# Excellent Saw, Great Power, Good Price



## gizmodyne (Mar 15, 2007)

Hey. Great review. Very complete. That left tilt is interesting.


----------



## wildbill903 (Aug 11, 2007)

Thanks, Gizmo! I'm loving it so far.


----------



## gizmodyne (Mar 15, 2007)

Hi again.

I think you can buy metal knobs to replace the plastic ones. They should not cost too much either.


----------



## Kipster (Feb 15, 2008)

Nice review. Thank you.


----------



## deucefour (Jun 29, 2009)

Thanks, your review helps


----------



## a1Jim (Aug 9, 2008)

Good review


----------



## Geedubs (Jul 23, 2009)

I purchased a 36-714 used a few months ago and have been VERY pleased. I discovered quickly the value of thin kerf blades. Using them 'seemed' to pick up the hp. So far, it has handled everything I have thrown at it with aplumb.

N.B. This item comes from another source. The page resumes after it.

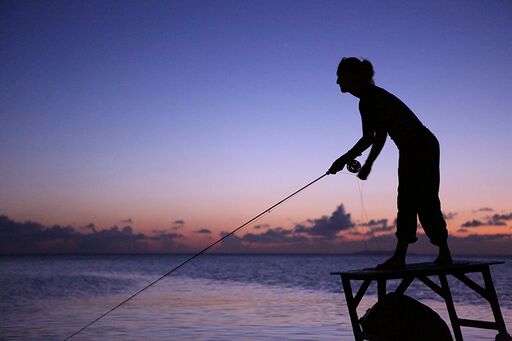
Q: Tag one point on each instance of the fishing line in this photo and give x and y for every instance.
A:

I just bought a new Grizzly tenoning jig and look forward to using it on this saw!


----------



## JoeLyddon (Apr 22, 2007)

How much do you think this saw would be worth today, June 2010?

In very good shape…

A fair price?

Thank you very much.


----------



## JoeLyddon (Apr 22, 2007)

A friend has one of these saws For Sale… but has not set a price on it…

If it's reasonable, I'd like to buy it…

... BUT, we can't get any idea of what it's worth.

Any help would sure be appreciated.

Thank you very much…


----------